Saturday, March 13, 2010

Vertical Egret

Week 36

Among my favorite birds are the cranes and egrets.  This is a great white egret in Hermann Park, Houston, Texas.  It is standing on a rock in the Japanese Garden and reminds me of Japanese scrolls I have seen with cranes painted on them.  Accordingly, I have cropped it in a long vertical manner which suits not only the bird but the inspiration.

The camera, is a Nikon D3 in aperture priority mode, f/3.2, ISO 800, and a -0.7 exposure bias that probably should have been a tad lower.  The negative bias was set to keep the feathers from burning out (always remember to check for this on a white bird).  I had it at ISO 800 because I'd been shooting another egret in shade a moment before and wanted to capture the bird in flight when it jumped up.  I could have had it lower here, but the D3 does pretty good at ISO 800.  The resulting shutter speed was 1/8000 second which was certainly fast enough to freeze action on a standing bird.
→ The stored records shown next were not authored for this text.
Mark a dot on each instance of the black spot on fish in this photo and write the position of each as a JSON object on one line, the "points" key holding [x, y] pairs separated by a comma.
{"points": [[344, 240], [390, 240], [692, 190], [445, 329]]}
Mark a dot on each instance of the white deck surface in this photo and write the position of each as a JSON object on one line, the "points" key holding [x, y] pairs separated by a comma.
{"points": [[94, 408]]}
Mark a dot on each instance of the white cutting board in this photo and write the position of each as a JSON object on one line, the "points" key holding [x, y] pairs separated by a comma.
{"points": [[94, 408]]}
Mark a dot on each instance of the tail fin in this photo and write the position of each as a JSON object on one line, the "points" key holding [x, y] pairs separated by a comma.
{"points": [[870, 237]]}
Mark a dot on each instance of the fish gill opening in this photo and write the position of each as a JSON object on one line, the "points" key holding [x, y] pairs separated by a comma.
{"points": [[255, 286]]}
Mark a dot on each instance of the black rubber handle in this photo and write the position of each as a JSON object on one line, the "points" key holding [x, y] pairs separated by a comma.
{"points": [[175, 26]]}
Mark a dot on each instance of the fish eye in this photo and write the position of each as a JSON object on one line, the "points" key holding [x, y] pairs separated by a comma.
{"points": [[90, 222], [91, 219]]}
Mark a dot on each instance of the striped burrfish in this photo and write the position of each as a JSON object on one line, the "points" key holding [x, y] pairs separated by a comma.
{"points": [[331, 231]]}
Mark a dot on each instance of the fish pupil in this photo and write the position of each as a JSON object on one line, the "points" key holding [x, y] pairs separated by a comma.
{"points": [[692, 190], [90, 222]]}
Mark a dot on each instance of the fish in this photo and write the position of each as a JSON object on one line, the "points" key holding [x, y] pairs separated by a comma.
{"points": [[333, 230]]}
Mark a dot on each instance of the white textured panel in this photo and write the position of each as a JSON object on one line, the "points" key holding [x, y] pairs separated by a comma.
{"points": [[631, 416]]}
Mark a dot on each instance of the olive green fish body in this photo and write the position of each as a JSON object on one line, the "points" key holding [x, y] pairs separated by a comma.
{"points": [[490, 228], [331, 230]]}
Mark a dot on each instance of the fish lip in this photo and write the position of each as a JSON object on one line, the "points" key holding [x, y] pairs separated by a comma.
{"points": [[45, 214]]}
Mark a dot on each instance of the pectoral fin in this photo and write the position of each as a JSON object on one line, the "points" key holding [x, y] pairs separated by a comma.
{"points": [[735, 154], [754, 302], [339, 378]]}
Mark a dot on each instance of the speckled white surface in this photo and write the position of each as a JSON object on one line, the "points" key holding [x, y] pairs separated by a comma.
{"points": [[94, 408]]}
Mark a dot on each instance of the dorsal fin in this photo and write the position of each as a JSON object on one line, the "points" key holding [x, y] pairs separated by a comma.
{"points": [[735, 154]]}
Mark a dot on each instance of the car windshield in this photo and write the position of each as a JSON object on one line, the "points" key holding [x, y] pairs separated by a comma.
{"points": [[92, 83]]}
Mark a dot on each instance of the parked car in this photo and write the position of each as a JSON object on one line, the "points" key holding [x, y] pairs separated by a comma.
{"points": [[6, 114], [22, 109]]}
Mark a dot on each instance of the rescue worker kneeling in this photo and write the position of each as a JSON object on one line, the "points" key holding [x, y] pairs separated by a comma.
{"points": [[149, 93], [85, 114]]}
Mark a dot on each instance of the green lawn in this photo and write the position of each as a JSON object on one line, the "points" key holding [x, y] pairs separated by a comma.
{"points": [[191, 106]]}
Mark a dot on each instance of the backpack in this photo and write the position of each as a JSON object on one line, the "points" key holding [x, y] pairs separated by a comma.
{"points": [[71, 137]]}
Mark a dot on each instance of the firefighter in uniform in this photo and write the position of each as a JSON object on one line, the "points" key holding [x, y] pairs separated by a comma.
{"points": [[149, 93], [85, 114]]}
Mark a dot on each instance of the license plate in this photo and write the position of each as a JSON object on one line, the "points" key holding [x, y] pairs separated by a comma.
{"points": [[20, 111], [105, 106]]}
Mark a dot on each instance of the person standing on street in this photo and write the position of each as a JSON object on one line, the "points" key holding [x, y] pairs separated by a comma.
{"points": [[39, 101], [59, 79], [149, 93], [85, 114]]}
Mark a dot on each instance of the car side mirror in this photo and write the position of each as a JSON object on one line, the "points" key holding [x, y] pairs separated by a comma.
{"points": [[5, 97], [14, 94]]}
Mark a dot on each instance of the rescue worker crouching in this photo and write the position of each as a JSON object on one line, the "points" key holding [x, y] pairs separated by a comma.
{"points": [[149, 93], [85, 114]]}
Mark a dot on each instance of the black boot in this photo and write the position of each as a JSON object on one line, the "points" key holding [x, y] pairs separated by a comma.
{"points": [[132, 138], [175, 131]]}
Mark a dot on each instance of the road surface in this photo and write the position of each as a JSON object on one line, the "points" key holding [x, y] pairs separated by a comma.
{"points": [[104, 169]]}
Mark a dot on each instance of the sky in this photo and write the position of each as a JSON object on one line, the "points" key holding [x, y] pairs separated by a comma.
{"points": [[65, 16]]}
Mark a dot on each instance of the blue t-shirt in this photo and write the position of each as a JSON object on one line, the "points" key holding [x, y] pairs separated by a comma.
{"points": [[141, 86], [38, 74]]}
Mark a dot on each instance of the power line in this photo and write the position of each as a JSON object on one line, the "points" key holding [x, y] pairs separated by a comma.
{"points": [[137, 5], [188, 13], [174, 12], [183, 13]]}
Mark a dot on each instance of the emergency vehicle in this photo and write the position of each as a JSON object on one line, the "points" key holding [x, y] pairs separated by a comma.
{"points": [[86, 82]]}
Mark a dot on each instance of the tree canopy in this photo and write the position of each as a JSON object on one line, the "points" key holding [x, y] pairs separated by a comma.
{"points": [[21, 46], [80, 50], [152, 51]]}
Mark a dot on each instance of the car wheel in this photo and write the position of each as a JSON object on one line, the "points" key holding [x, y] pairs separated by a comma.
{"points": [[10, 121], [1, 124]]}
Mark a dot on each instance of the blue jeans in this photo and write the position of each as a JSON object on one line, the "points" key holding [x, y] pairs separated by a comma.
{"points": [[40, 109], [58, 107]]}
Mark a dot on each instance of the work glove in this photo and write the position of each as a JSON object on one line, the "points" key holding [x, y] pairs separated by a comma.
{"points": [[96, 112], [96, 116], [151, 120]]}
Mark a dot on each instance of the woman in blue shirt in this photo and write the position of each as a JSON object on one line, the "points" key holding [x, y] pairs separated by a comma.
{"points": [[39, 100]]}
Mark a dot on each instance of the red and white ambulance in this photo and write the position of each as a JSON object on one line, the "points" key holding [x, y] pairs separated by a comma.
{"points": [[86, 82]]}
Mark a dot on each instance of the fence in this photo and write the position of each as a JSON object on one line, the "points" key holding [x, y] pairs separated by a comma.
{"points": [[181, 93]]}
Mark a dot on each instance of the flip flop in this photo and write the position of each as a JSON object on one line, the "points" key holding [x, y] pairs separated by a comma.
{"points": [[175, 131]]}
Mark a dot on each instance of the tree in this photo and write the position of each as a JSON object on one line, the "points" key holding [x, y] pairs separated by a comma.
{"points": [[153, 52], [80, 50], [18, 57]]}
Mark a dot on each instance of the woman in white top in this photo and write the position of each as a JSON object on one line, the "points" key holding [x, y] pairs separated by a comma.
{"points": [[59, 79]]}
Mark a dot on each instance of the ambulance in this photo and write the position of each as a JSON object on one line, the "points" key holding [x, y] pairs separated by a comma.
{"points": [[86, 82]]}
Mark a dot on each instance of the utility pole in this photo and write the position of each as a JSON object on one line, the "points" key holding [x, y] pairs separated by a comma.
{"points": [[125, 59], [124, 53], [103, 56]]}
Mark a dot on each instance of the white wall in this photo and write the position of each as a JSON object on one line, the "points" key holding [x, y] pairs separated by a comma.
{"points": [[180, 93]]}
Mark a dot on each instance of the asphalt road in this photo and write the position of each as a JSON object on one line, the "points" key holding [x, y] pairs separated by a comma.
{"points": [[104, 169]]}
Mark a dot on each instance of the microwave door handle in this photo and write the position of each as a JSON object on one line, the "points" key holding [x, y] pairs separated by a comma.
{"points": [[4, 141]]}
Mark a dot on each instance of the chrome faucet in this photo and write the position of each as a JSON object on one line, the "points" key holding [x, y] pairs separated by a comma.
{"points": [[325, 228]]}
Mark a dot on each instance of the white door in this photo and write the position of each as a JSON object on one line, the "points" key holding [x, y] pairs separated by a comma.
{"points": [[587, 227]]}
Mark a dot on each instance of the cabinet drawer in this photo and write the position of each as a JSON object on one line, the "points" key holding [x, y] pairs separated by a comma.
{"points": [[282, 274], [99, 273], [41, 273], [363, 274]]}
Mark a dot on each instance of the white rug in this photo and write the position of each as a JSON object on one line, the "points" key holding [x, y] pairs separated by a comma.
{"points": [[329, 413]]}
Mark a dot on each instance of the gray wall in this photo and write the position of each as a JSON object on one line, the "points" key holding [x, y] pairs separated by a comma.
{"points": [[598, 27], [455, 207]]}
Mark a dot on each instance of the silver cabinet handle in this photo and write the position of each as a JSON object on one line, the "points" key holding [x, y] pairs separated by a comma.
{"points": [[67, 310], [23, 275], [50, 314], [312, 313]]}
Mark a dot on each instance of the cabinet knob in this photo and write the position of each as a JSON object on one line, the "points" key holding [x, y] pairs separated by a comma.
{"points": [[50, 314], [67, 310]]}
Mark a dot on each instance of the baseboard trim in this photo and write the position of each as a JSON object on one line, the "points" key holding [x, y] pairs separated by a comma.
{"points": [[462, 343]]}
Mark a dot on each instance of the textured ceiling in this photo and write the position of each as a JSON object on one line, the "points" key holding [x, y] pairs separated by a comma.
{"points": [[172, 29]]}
The lens is the AF-S Nikkor 70-200mm 1:2.8G VRII ED at focal length 200mm.

In post I cropped, added "micro contrast" to the bird only in Topaz Adjust 4, then a vignette.  Adjust 4 is a great Photoshop plug-in and I find myself using it a lot.  Sharpening was applied to the bird and rock.

Idea based on Vertical Limit, pages 156-157 in the book 50 Photo Projects by Lee Frost.